The focal length of a concave lens is $f_2 = -10 \ cm$.
When two thin lenses are placed in contact,the equivalent focal length $f$ is given by the formula:
$\frac{1}{f} = \frac{1}{f_1} + \frac{1}{f_2}$
Substituting the given values:
$\frac{1}{f} = \frac{1}{30} + \frac{1}{-10}$
$\frac{1}{f} = \frac{1 - 3}{30}$
$\frac{1}{f} = \frac{-2}{30}$
$\frac{1}{f} = \frac{-1}{15}$
Therefore,$f = -15 \ cm$.

(C) Given:
Focal length $f = +20 \ cm$
Refractive index $n = 1.55$
For a double convex lens with equal radii of curvature,$R_1 = +R$ and $R_2 = -R$.

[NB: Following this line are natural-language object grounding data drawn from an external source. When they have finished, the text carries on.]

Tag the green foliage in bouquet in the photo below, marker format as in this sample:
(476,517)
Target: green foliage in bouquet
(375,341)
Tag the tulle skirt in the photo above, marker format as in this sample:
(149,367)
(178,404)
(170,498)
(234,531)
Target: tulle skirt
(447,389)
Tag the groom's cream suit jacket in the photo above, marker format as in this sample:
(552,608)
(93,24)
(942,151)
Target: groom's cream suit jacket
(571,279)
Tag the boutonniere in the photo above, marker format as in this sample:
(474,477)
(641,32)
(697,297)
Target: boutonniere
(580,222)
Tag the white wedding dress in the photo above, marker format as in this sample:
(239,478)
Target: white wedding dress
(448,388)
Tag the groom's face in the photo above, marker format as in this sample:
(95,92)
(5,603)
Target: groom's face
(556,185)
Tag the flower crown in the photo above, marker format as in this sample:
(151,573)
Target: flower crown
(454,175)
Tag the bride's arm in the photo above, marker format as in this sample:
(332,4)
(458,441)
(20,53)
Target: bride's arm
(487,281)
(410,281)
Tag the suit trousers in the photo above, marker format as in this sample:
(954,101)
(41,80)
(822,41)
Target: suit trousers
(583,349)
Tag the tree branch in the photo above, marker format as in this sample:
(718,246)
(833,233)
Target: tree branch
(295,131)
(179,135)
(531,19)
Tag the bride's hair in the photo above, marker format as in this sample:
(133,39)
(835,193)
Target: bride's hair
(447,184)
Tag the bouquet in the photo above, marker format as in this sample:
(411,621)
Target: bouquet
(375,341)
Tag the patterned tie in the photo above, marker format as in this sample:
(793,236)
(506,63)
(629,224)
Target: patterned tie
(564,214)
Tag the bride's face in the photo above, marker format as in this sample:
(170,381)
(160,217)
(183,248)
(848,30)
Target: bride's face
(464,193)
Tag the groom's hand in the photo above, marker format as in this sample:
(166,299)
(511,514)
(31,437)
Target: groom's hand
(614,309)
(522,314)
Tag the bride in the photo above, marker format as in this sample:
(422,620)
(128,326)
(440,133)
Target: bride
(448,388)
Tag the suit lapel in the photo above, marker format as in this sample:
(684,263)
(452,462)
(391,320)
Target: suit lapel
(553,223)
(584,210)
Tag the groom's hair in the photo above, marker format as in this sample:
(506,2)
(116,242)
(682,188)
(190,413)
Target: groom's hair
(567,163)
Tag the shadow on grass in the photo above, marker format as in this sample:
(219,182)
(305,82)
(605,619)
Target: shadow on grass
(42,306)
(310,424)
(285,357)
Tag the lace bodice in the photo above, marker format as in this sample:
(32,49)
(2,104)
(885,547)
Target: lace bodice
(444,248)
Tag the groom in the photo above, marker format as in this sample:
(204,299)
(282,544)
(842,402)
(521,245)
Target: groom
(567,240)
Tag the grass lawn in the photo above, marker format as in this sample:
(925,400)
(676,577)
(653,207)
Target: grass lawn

Using the lens maker's formula:
$\frac{1}{f} = (n - 1) \left( \frac{1}{R_1} - \frac{1}{R_2} \right)$
Substituting the values:
$\frac{1}{20} = (1.55 - 1) \left( \frac{1}{R} - \frac{1}{-R} \right)$
$\frac{1}{20} = 0.55 \times \left( \frac{2}{R} \right)$
$\frac{1}{20} = \frac{1.1}{R}$
$R = 20 \times 1.1 = 22 \ cm$
Therefore,the required radius of curvature is $22 \ cm$.

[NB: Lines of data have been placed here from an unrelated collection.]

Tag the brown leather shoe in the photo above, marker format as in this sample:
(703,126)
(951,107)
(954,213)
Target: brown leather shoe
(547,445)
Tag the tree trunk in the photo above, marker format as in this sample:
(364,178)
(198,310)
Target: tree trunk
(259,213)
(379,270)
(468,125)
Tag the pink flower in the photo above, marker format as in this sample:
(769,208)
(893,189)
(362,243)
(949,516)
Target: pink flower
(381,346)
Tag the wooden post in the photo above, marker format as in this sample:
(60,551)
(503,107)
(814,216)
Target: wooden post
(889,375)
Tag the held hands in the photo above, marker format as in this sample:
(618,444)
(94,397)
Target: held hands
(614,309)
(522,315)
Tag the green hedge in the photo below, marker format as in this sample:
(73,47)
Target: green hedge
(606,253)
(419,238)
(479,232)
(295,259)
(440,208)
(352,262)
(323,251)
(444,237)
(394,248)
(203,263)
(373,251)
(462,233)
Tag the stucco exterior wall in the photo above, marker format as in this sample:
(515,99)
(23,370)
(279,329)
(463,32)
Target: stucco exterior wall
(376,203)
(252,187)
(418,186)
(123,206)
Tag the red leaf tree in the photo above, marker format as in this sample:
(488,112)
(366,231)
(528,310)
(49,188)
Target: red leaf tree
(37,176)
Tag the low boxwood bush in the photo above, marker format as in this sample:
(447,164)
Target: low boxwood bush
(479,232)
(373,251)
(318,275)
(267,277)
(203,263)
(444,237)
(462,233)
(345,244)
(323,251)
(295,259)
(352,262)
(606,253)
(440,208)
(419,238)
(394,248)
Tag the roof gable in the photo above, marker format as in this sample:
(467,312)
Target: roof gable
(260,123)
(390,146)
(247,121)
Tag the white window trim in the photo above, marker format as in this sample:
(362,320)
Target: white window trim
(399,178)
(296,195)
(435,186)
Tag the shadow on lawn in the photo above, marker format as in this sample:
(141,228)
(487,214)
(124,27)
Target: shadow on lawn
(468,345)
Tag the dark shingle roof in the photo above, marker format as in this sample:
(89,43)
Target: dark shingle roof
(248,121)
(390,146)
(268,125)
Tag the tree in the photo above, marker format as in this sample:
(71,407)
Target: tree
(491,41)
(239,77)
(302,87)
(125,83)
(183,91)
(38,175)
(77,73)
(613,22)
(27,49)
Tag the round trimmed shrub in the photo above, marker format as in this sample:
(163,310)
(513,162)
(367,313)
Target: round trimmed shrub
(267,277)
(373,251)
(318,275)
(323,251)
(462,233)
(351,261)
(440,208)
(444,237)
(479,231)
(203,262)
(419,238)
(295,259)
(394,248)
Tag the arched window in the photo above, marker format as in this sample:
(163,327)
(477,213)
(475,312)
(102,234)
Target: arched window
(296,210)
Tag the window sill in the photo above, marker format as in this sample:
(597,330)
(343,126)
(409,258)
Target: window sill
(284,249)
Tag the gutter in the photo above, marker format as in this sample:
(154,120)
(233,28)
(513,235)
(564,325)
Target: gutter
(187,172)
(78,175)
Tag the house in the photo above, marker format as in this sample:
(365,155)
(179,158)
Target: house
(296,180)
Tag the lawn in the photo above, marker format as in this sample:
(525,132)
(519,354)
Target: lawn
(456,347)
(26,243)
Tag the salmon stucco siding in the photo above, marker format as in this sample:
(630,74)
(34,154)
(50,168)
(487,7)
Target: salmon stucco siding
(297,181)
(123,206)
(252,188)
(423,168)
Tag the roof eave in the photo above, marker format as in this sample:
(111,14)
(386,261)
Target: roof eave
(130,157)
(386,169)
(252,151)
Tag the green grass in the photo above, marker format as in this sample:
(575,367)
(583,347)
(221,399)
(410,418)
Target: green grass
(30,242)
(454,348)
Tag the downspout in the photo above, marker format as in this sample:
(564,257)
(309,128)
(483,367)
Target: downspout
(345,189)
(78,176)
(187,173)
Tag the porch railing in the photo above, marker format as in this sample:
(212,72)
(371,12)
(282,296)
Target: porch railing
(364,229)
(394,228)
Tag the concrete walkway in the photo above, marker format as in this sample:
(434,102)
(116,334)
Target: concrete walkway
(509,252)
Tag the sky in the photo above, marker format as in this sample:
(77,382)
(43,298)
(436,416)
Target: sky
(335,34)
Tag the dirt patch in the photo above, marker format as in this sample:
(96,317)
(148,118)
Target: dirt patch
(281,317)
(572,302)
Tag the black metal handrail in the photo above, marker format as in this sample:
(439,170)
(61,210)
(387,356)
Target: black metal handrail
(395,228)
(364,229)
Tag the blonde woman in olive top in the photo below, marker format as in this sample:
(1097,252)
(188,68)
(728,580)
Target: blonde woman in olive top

(D) Given: Refractive index of air $n_1 = 1$,refractive index of glass $n_2 = 1.5$,radius of curvature $R = +20 \ cm$,and object distance $u = -100 \ cm$.

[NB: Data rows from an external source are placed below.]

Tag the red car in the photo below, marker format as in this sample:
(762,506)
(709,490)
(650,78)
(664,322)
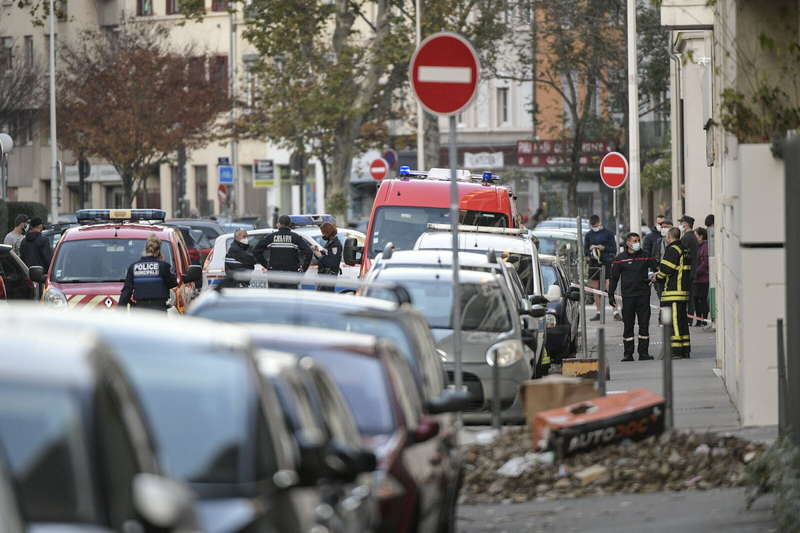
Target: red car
(378,384)
(91,260)
(404,207)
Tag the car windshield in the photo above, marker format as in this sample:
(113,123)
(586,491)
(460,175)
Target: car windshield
(362,381)
(304,314)
(100,260)
(43,431)
(549,276)
(198,403)
(483,307)
(402,226)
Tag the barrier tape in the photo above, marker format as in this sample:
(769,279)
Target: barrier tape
(592,290)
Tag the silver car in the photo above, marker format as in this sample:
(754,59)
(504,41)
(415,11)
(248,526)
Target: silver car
(491,328)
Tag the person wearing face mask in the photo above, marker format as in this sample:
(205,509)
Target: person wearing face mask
(238,259)
(600,247)
(632,267)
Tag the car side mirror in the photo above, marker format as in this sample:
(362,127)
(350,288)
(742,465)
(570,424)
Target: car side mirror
(426,430)
(36,274)
(350,251)
(553,293)
(449,401)
(163,502)
(193,274)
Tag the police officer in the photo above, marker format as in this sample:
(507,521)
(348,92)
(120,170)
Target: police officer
(238,260)
(330,257)
(632,267)
(284,251)
(675,272)
(149,279)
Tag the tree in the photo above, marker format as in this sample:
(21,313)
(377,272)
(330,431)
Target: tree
(128,98)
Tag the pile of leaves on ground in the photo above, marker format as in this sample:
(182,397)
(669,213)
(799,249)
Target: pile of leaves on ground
(506,470)
(777,471)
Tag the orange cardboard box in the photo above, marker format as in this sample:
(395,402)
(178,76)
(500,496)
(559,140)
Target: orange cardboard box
(635,415)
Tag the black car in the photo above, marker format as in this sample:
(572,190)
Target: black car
(401,324)
(77,445)
(323,425)
(563,313)
(15,279)
(216,424)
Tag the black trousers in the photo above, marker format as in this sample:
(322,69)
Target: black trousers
(681,347)
(636,308)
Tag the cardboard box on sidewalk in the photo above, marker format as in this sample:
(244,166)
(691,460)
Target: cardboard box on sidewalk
(554,391)
(635,415)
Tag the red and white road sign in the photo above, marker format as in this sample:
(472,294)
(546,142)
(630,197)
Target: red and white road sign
(379,169)
(444,73)
(614,169)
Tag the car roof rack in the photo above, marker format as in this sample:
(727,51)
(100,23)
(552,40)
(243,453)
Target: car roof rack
(96,216)
(479,229)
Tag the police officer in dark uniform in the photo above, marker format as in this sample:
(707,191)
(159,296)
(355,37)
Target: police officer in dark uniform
(283,251)
(238,260)
(675,271)
(632,267)
(329,258)
(149,279)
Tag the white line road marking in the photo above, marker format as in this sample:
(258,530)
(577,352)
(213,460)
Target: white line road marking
(444,74)
(614,170)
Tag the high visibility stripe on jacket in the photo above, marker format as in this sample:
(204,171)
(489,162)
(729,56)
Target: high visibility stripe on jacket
(671,270)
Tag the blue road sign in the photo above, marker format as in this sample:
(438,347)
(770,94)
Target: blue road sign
(225,174)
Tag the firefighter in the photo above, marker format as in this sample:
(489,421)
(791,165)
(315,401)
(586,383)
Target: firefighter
(631,266)
(149,280)
(675,271)
(283,251)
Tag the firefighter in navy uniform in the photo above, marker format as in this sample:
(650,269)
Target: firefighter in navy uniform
(149,279)
(631,266)
(238,260)
(283,251)
(675,272)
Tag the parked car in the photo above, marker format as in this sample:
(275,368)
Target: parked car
(400,324)
(80,455)
(15,278)
(379,387)
(563,313)
(491,325)
(322,424)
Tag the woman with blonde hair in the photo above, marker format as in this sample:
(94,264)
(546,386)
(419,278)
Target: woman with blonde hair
(149,280)
(329,258)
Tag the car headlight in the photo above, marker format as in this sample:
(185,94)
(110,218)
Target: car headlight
(55,297)
(507,352)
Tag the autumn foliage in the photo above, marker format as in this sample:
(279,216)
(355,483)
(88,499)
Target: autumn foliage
(129,98)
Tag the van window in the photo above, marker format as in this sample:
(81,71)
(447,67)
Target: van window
(402,226)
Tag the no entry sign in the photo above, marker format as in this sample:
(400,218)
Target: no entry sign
(379,169)
(614,169)
(444,73)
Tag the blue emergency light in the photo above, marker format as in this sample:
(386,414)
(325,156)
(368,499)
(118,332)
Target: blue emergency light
(85,216)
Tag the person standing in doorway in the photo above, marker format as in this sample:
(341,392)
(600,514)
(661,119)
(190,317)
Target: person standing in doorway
(675,272)
(700,281)
(600,247)
(633,267)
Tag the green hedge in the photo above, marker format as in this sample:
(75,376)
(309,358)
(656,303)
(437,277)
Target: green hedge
(32,209)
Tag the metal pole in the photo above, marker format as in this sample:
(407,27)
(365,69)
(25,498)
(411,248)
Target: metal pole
(782,414)
(420,113)
(582,280)
(634,188)
(53,139)
(601,361)
(666,327)
(454,215)
(495,394)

Using the formula for refraction at a spherical surface:
$\frac{n_2}{v} - \frac{n_1}{u} = \frac{n_2 - n_1}{R}$
Substituting the values:
$\frac{1.5}{v} - \frac{1}{-100} = \frac{1.5 - 1}{20}$
$\frac{1.5}{v} + \frac{1}{100} = \frac{0.5}{20}$
$\frac{1.5}{v} = \frac{0.5}{20} - \frac{1}{100}$
$\frac{1.5}{v} = \frac{2.5 - 1}{100}$
$\frac{1.5}{v} = \frac{1.5}{100}$
$v = +100 \ cm$
Thus,the image is formed at a distance of $100 \ cm$ from the surface.